Sarah's past was disappearing, but it was still there. It was huge and it was growing. But she was stepping out of it. She was dunking her toes in the present. It was cold. It made her feel alive.

Her past was so vivid that only now was her present even approaching its reality, its solidity. She remembered being in her upstairs bedroom. She can feel the cotton sheet above her, tight on the left side where it was still tucked in. She can feel the weight of her quilt, which holds the weight of her mother's childhood and her grandmother's labor, but that one spot where it actually touches her, where it brushes her chin, is soft and light as feathers.

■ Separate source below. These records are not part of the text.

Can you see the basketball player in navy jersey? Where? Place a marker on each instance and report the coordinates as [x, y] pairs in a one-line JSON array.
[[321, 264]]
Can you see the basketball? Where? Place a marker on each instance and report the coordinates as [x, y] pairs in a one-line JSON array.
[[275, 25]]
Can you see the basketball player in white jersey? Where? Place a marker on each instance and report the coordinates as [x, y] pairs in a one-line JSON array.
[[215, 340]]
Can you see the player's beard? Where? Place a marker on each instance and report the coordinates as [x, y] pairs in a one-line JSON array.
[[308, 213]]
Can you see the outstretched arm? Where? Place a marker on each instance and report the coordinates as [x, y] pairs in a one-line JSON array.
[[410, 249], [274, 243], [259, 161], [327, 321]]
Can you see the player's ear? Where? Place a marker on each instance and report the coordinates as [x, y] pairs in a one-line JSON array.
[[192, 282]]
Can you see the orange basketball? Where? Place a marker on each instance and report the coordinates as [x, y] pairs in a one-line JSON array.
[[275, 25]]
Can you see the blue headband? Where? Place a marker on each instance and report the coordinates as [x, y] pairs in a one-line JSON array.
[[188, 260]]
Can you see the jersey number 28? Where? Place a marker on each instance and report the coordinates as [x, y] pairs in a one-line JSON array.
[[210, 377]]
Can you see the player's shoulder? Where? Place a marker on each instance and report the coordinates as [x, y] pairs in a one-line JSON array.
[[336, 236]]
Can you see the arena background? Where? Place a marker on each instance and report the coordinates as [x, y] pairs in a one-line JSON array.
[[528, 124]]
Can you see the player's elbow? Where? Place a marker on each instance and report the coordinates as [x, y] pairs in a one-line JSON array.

Daddy has just left the room. He kissed her good night. He does not always do this. She can still feel his lips, almost perpendicular to hers. The whole bulk of him, and the tremendous shadow that he cast on her, all funneled to that one point, his lips, and pressed onto her lips.

That very day she had a conversation with Jane, her best girlfriend.

Sarah thinks maybe Daddy has just given her a baby. She swallows and swallows, trying to get that feeling on her lips to go into her stomach.

"I will hold you every day," she whispers like a prayer. "I will tell you stories and I will feed you every day."

But she can't feel it in her stomach. Eventually, it just evaporates from her lips. She silently asks herself a question that she will ask again and again throughout her life. "What did I do wrong?"